I'm trying to use a popular function name "max", and extend it for my special types:

For example:

module utils;
MyType max(in MyType a, in MyType a){...}  //static function

struct V3f{
  V3f max(in V2f b){...} //member function
}

module gl3n;
vec3 max(in vec3 a, in vec3 a) //another static function in different module

I also want to use std.algorithm.comparison.max as well.

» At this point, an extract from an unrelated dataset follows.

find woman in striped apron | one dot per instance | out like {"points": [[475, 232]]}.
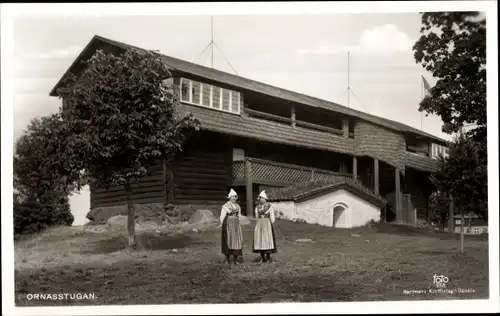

I know that the ambiguity error can be avoided by public importing all the various max implementations into one place, but how to do this when I want to use 3 modules? Need a 4th module to combine them all? Is there a nicer way? Another question that is it possible to extend the the template function "to" in more than one module and use it easily from my main project modules?

how about this:

import std.stdio;
import std.algorithm.comparison: max1 = max;

int max(int a, int b){ // dummy max
    return 5;
}


void main(){
    int a = 2;
    int b = 3;

    max1(a, b).writeln; // writes 3

}

Thx for answering!

This is what I want to avoid: To use extra identifiers or imports for the same semantic task.

------------------------
module m1;
public import std.algorithm.comparison: max;
struct MyType{ int x;}
MyType max(in MyType a, in MyType a){ return a.x>b.x ? a : b; }


module main;
import m1;

------------------------
From here: the max() is working for MyType and also for the types supported by std.algo.comparison.max.

BUT! What if I want to import another module which is overloading max?! It will be an ambiguity between m1 and the other module. I'm searching for a clever solution, not just manually reimporting everything in every module where I use multiple modules which also manually reimporting those simple names like 'max'.